The Government's investment into long-term care will only be a 'short-term and partial solution' to ...
The Government's investment into long-term care will only be a 'short-term and partial solution' to the problem of funding, according to Sir Stewart Sutherland, chairman of the Royal Commission.
Speaking at a lecture hosted by the Joseph Rowntree Foundation, Sutherland welcomed the £1.4bn promised in the NHS Plan in July.
He said: "These arrangements will ease the inequitable financial burden on older people currently required to pay for nursing care they receive in nursing homes, care which would be free in any other setting. Some individuals will save around £100 a week."
Sutherland also applauded the planned funding for rehabilitation in residential care for three months following discharge.
However, he said he could not understand how permanent change could occur until resources were made available for domiciliary care following rehabilitation.
At the moment he said many social services departments could not afford care for those ready to leave hospital but unable to care for themselves.
He said: "These problems will not go away. After the three months of rehabilitation support, many individuals will require long-term domiciliary care or residential care which is not available at a price that they, or the social services, can cover."
Sutherland added that even those who would benefit from Government help would still need to find around £300 per week to pay for care. As a result there are few people that will be able to afford care in the future who could not currently pay.
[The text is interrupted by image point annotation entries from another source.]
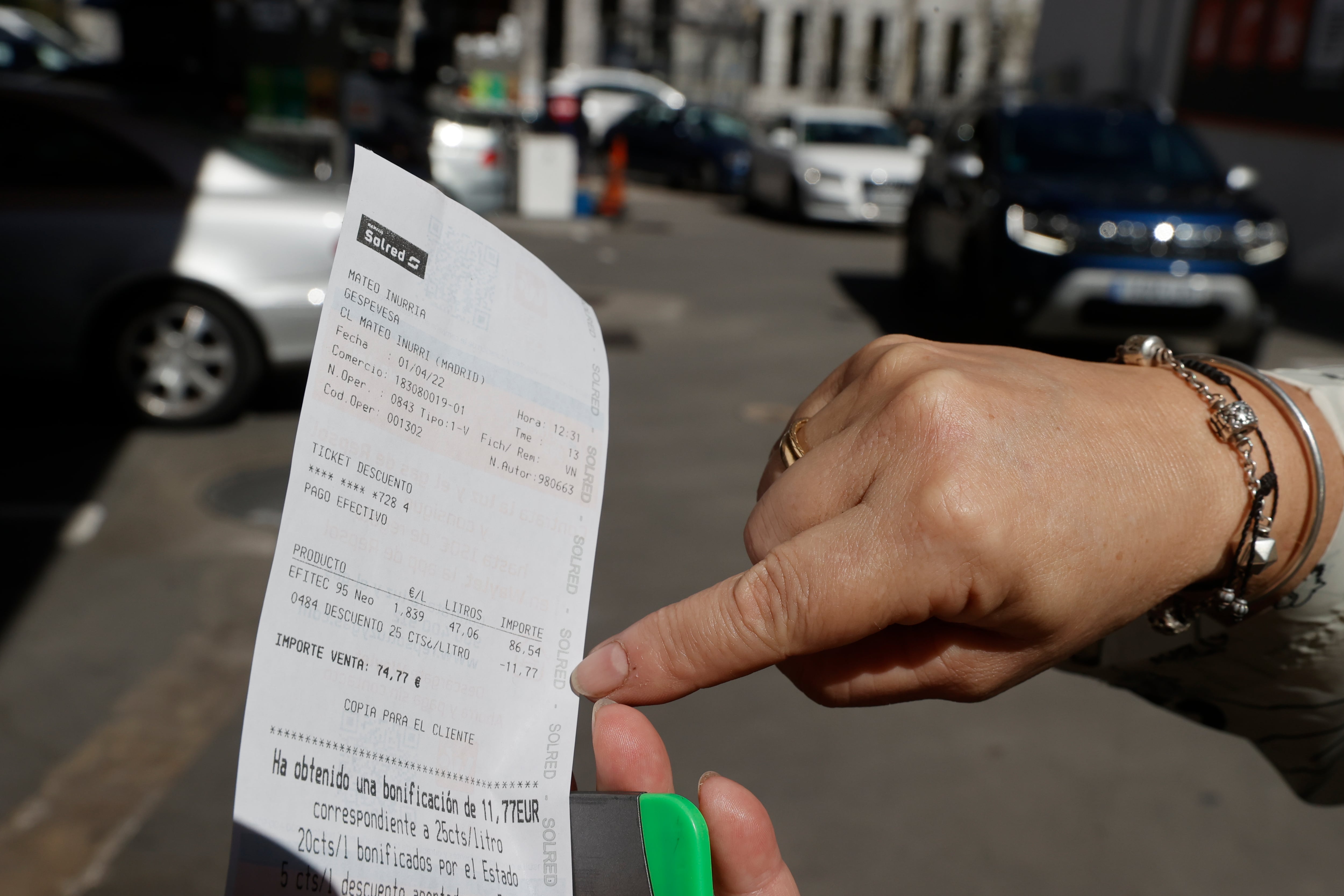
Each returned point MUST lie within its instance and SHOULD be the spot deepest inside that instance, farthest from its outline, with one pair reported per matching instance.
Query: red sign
(1288, 35)
(1244, 41)
(564, 109)
(1206, 38)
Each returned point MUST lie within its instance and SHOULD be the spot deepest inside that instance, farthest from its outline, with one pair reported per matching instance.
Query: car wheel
(709, 177)
(186, 358)
(795, 209)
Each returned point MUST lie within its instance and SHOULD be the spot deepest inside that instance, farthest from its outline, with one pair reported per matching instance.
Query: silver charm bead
(1233, 420)
(1142, 351)
(1263, 553)
(1228, 602)
(1170, 617)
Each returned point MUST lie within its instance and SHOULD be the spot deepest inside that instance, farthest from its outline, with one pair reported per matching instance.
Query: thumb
(822, 589)
(742, 845)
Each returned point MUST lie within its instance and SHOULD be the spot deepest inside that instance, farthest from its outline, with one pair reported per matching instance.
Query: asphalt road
(123, 667)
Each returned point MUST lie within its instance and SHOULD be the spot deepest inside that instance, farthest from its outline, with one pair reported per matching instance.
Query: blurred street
(123, 671)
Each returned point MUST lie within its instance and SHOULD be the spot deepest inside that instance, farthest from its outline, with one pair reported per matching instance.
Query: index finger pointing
(822, 589)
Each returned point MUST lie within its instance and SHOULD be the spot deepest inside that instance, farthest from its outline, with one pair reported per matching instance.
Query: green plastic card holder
(639, 845)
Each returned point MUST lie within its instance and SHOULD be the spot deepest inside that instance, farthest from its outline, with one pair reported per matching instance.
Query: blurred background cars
(152, 261)
(693, 147)
(1095, 222)
(466, 162)
(837, 165)
(588, 101)
(30, 41)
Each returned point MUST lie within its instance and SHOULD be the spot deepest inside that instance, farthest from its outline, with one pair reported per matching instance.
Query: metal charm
(1171, 616)
(1233, 420)
(1142, 351)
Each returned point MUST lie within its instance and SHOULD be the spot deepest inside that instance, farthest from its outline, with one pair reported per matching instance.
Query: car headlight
(1053, 234)
(449, 132)
(1261, 242)
(819, 178)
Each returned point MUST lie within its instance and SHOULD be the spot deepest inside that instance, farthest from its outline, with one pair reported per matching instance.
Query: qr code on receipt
(462, 280)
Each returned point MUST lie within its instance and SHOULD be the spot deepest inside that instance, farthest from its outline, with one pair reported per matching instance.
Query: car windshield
(268, 159)
(853, 132)
(1103, 143)
(721, 123)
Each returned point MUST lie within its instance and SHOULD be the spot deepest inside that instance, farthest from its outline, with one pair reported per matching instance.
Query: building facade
(767, 56)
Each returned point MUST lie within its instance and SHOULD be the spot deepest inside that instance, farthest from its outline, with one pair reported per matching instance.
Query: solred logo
(389, 245)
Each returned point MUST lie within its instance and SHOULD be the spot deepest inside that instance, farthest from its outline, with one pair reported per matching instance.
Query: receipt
(410, 726)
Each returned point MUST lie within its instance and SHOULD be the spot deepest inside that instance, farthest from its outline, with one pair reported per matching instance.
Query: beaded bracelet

He said: "Problems will continue for older people unable to afford domiciliary care. Social services have to encourage older people to go into residential care so that their individual homes can be sold and the resources released to pay for care costs.
"Anomalies created by separate funding regimes, where healthcare is free and personal care is means-tested, will be perpetuated. It does not seem probable that the measures announced so far, helpful as they are within limited parameters, will achieve the flexibility, effectiveness, quality of service and affordability which would flow from removing the sharp, but artificial, division between healthcare and personal care."